Recipients still say that email is their preferred channel for marketing communications. So why, despite myriad technological solutions aimed at increasing the sophistication of email marketing, do marketers find it so challenging for their lead nurture campaigns to generate responses?

The answer lies in a fundamental disconnect between sender and recipient. Typically, the sender (let’s say that’s you) is trying to provide value. But with every email, however nicely curated and educational your links may be, you are assigning your recipient a task.

Around 300 billion emails are sent worldwide per day—and by one estimate the average worker has 651 unread emails. The email onslaught is so immense that people are willing to pay to have more control over their inboxes. When you look at it from a lead’s perspective, the most valuable thing a marketer could do would be not sending an email in the first place. Barring that, however, what really provides value?

How can email nurture campaigns provide real value to leads?

It’s simple: emotional connection. We want to be entertained, amazed, shocked. Hooked. How you tease your curated content, how you lead up to your perfectly crafted CTA, is arguably the most important piece of the puzzle.

Laura Belgray of Talking Shrimp has made it her career to teach others how to write better emails, and in her nurture campaigns she practices what she preaches. Sheer entertainment value keeps people engaging with her brand even if they think they don’t need her services … yet.

Or what if you offered no curated content at all in your next touch? What if you just dropped in and said hello—could you be that presumptuous? If your greeting offers emotional value, it may be worth it. Consider this email from bedding company Sheets & Giggles, which contains a link to a “totally serious, not-at-all-ridiculous” survey.

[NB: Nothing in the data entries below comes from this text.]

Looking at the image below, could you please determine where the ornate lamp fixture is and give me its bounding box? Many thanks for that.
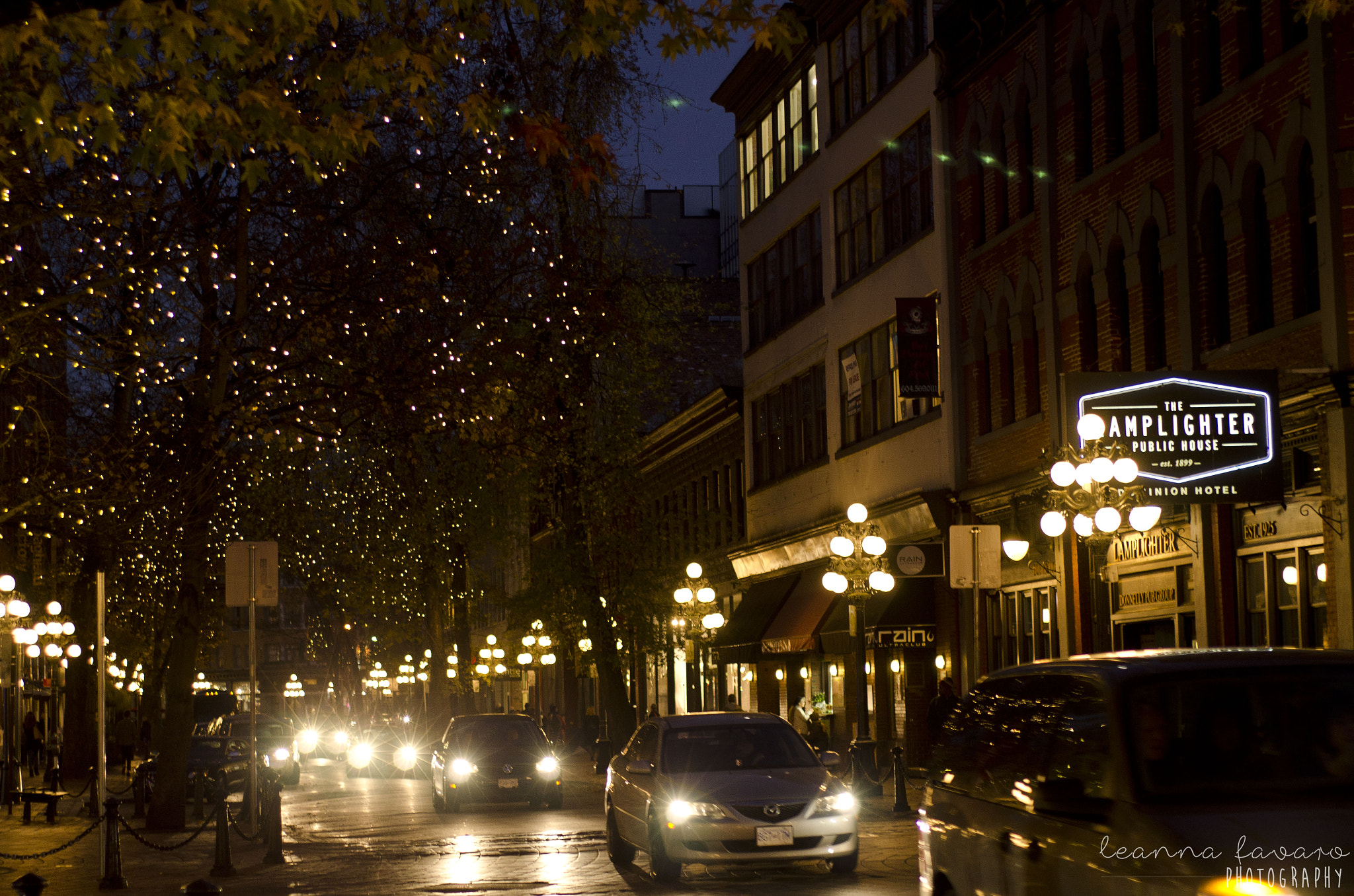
[1039,414,1162,539]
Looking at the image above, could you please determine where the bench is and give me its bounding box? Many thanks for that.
[15,790,66,824]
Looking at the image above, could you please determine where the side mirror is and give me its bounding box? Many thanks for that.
[1032,778,1115,823]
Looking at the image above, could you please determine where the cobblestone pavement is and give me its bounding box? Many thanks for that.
[0,757,918,896]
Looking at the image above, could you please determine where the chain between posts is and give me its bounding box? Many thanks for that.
[0,819,103,862]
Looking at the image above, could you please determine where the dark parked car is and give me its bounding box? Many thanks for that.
[221,713,301,785]
[916,648,1354,896]
[345,723,429,778]
[432,713,565,812]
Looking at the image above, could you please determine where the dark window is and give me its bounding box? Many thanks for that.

The survey is indeed ridiculous, full of questions about what the respondent last dreamed about and whether plant girls are the new cat ladies. The surprise reward for completing the survey is a 10% off coupon, but the real value this email provides recipients is a moment of fun and distraction in an inbox full of unpleasantness.

If humor is not a part of your brand voice or if your company deals in matters that would make levity feel inappropriate, this kind of emotional connection can seem beyond reach. It isn’t. Every business can tap into the magic of story. Take a look at this example from Homage, a sports fan apparel company, and consider how you could use a similar tactic for, say, financial industry insights or a fundraising request from a charity organization.

Storytelling—authentic case studies, compelling serialized content or just plain yarn spinning—has the power to make your recipients seek out your emails. And as the aftermath of GDPR showed, when recipients truly want your emails, they engage with them.

Nurturing a lead these days takes more than just offering up information and following a checklist of best practices for optimization. It takes empathy. It takes not losing sight of the fact that your recipients are humans with far too many stressors.